GPT-5.4 Introduces More Powerful AI Agents to ChatGPT
OpenAI has launched GPT-5.4, a new AI model designed to enhance professional workflows and expand agent-based capabilities. The model integrates improvements in reasoning, coding, and autonomous task execution into one system. A major upgrade is native computer-use capability, enabling the model to interact directly with operating systems, issue keyboard and mouse commands, and execute tasks across applications on behalf of users. OpenAI says GPT-5.4 also delivers improved accuracy, with responses reportedly 33% less likely to contain errors compared to GPT-5.2. The release arrives as OpenAI seeks to regain momentum following controversy around its partnership with the U.S. Department of Defense, which triggered backlash from some users and employees.
(Source: Gizmodo)
Key Takeaways
- AI agents get more powerful: GPT-5.4 can operate computers directly and complete tasks autonomously.
- Fewer errors: OpenAI says the model produces fewer mistakes and hallucinations than earlier versions.
- Strategic timing: The release aims to rebuild momentum for ChatGPT following recent controversy.

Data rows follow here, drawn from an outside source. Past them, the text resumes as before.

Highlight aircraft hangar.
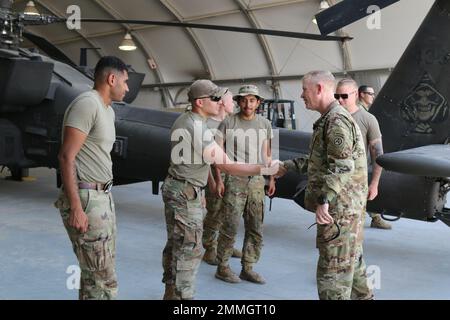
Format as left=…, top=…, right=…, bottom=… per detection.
left=0, top=0, right=450, bottom=300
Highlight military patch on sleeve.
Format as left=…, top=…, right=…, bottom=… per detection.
left=333, top=137, right=344, bottom=147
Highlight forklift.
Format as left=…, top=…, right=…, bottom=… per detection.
left=256, top=99, right=296, bottom=130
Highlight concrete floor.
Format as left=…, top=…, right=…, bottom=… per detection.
left=0, top=169, right=450, bottom=300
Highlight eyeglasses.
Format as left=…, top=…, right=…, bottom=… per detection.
left=334, top=91, right=356, bottom=100
left=195, top=96, right=222, bottom=102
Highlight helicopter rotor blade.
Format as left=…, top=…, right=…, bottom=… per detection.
left=74, top=18, right=353, bottom=41
left=316, top=0, right=400, bottom=35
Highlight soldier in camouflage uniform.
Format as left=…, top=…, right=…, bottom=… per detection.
left=215, top=85, right=275, bottom=284
left=55, top=57, right=128, bottom=300
left=335, top=79, right=392, bottom=230
left=202, top=90, right=242, bottom=265
left=162, top=80, right=276, bottom=300
left=279, top=71, right=373, bottom=300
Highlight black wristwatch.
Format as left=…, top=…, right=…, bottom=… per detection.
left=317, top=195, right=328, bottom=205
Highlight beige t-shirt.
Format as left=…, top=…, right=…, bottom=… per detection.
left=216, top=113, right=273, bottom=164
left=168, top=111, right=214, bottom=187
left=62, top=90, right=116, bottom=183
left=352, top=107, right=381, bottom=154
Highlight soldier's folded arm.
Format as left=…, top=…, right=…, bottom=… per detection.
left=282, top=155, right=309, bottom=174
left=321, top=118, right=355, bottom=202
left=203, top=141, right=264, bottom=176
left=58, top=126, right=87, bottom=232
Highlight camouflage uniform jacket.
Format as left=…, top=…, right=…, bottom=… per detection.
left=284, top=102, right=368, bottom=215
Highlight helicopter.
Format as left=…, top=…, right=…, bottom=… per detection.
left=0, top=0, right=450, bottom=226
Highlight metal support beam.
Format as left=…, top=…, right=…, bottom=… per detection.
left=160, top=0, right=215, bottom=79
left=327, top=0, right=352, bottom=74
left=94, top=0, right=173, bottom=108
left=34, top=0, right=104, bottom=58
left=142, top=68, right=392, bottom=89
left=234, top=0, right=280, bottom=99
left=16, top=0, right=316, bottom=44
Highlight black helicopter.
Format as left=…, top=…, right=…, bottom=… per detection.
left=0, top=0, right=450, bottom=226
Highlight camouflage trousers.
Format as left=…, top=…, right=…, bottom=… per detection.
left=317, top=214, right=373, bottom=300
left=162, top=177, right=203, bottom=299
left=217, top=175, right=265, bottom=266
left=202, top=173, right=225, bottom=249
left=55, top=189, right=118, bottom=300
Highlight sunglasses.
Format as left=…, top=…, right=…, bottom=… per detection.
left=195, top=96, right=222, bottom=102
left=334, top=91, right=356, bottom=100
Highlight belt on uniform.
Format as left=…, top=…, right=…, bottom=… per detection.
left=167, top=174, right=186, bottom=182
left=167, top=174, right=205, bottom=190
left=78, top=180, right=113, bottom=193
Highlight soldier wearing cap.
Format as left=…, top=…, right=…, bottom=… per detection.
left=162, top=80, right=271, bottom=300
left=279, top=71, right=373, bottom=300
left=215, top=85, right=275, bottom=284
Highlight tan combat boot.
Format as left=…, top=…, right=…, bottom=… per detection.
left=163, top=283, right=181, bottom=300
left=239, top=266, right=266, bottom=284
left=370, top=215, right=392, bottom=230
left=231, top=248, right=242, bottom=258
left=203, top=247, right=219, bottom=266
left=215, top=265, right=241, bottom=283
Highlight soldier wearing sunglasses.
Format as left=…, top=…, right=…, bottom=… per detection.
left=335, top=79, right=392, bottom=229
left=277, top=71, right=373, bottom=300
left=161, top=79, right=276, bottom=300
left=358, top=86, right=375, bottom=111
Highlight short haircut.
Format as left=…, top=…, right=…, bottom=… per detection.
left=94, top=56, right=128, bottom=81
left=302, top=71, right=336, bottom=91
left=337, top=78, right=358, bottom=90
left=358, top=85, right=373, bottom=94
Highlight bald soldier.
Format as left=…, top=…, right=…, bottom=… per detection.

Alberta’s Plan to Power the AI Boom with Self-Sustaining Data Centres
Alberta is positioning itself as a major destination for AI infrastructure by encouraging companies building data centres to generate their own electricity rather than relying solely on the provincial grid. The province hopes to attract more than $100 billion in AI data centre investment over five years, citing advantages such as abundant land, cold climate conditions, and a deregulated electricity market. The policy requires developers to bring their own power generation and pay for grid upgrades needed to support their operations. This approach contrasts with some U.S. regions where data centre expansion has strained power grids and increased energy costs for residents. By requiring companies to handle their own energy needs, Alberta aims to support rapid AI infrastructure growth while protecting grid stability and consumer electricity prices.
(Source: CBC News)
Key Takeaways
- Self-powered infrastructure: Alberta encourages data centres to generate their own electricity for AI operations.
- Major investment opportunity: The province aims to attract over $100 billion in AI infrastructure investment.
- Protecting the grid: The policy helps prevent energy price increases and reliability issues for residents.